My question is...well, I don't really know what my question is...

Is there anything I can provide as "proof"?  Or is there being no wedding contract sufficient?  Or is there being no wedding contract going to bite me in the @$$?  

I have called several close friends and family members that I did their weddings for $500 and they got a disc that are writing letters on my behalf saying that they hired me to take the photos, they paid $500, and I released images on disc.

Also, when I did her wedding, my business was an LLC.  Will this protect me from having to repay the money out of my pocket?  But the business has been closed almost 2 years now?

And third, is there "law" about keeping photos that you have released rights to?

Thank you for your help! I really appreciate any feedback, suggestions I can get.   And, trust me, I did know better than to do anything without a contract ...stupid mistake on my part so please do not beat me up for that.


----------



## Mustlovedragons (Aug 31, 2010)

If they don't have the pix and you have no contract and her only "proof" is an email stating what your charges are then how can she even prove you did the wedding? Having taken it up the tailpipe a few times in what I would have THOUGHT would be a cut-and-dried no-brainer, I suggest getting an attorney consultation. They often do them for free.


----------



## Peanuts (Aug 31, 2010)

Well. You not having a contract is going to bite you in the rear but it also doesn't help her. In my books, no contract no dice for her or you. I think this may play better in your hands though.  Do you have any written 'evidence' that she was asking for just the CD?

Edit: yes.. get a professional opinion


----------



## KillerKowalski (Sep 1, 2010)

Please, for the ease of reading, divide the paragraph into multiple ones.
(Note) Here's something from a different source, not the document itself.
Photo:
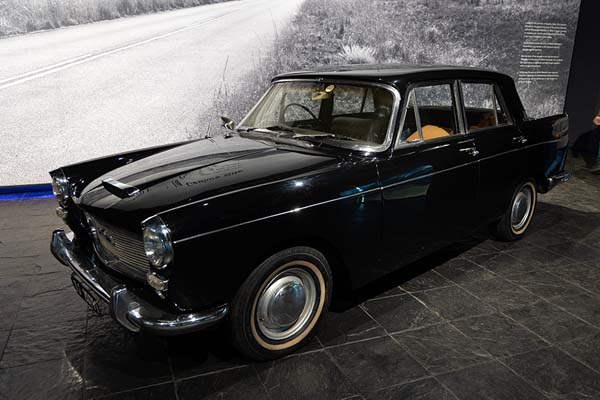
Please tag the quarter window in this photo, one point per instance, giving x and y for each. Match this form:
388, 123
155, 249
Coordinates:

I understand the stress you are in right now. 

First, I am not an attorney, but you should contact one immediately. I have seen a similar situation on the board in the past. Verbal and non-verbal contracts are still binding when the elements are met by both parties. You have to save the e-mail from the mother-in-law, which should be submitted in civil court as evidence. It will help. As what the other poster stated, it will be proved that you photographed the wedding. Duh! Other witnesses saw you with a camera on the day she got married. 
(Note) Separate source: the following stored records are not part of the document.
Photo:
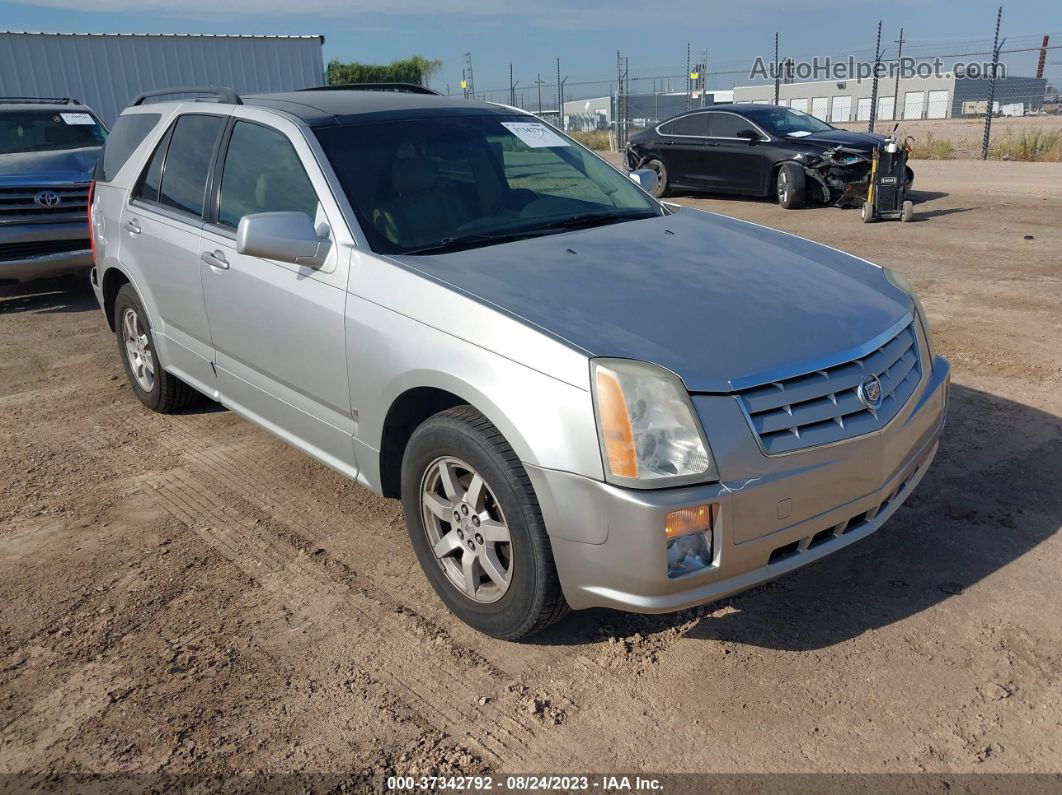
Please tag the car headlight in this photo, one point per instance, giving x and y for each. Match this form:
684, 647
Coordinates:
649, 434
900, 281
One thing you mentioned that bothers me a lot, is the phone calls to you and your mother. Working in law enforcement, I am not fond of those kind of behaviors. A suggestion, (in IL) there are civil no contact orders that can be obtained. Also, you should be answering every call from her and immediately hang up. The call then is documented on phone records that can be used in your civil suit. The frequency and the times she is calling in itself could be ruled as phone harassment regardless of what she is stating.  It will help to have your mother join you in court as a witness to the phone calls.


----------



## Ronaldo (Sep 1, 2010)

This is a photo forum.

You need Legal advice.

Please do not rely on what some strangers post on an Internet forum.  Please do get professional legal advice.


----------



## trahart (Sep 1, 2010)

Thanks for the replies.  I have contacted (2) lawyers that both have differing opinions.  My main objective for posting this was seeing if anyone else had been in the situation or if anyone could give me a perspective on things that I wasn't seeing.  

The no contract thing - I know that was dumb but my thinking was essentially it's a session fee type situation since she was paying me to take the pictures, not getting a product.  I've never done c.d.s of pictures for people so I wasn't thinking of it as them purchasing a c.d.  
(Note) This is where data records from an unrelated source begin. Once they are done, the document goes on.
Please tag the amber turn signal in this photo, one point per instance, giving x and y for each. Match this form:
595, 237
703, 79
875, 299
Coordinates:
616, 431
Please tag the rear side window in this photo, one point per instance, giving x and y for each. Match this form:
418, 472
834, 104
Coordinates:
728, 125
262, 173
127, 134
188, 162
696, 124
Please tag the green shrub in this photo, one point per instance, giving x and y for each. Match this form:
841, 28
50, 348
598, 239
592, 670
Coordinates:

The phone calls we did look into for harrassment.  But here in Georgia I was told the only thing I could do was place a restraining order.  To do that I would have to go to court.  And seriously, this is only $500.

And I do apologize for the paragraph.  When I typed it, it was divided.  I'm not sure what happened when it posted because the preview showed it correctly.  Sorry!

Thank you everyone for feedback!


----------



## njw1224 (Sep 4, 2010)

There is no law about you having to keep images after you've given the client what you "promised". I know you already have lawyers on retainer, but my opinion is that you're in good shape. Emails are not contracts (no signatures, etc.). And unless your email says that "in return for $500, I will give you a proof album of 4x6 prints..." you should be good. Also the fact that she had the disc for a year then lost it works in your favor. She could have copied the disk, made prints from it, any other number of things to do as backup. I personally couldn't see a court awarding her damages since she lost the disc and has no contract with you.


----------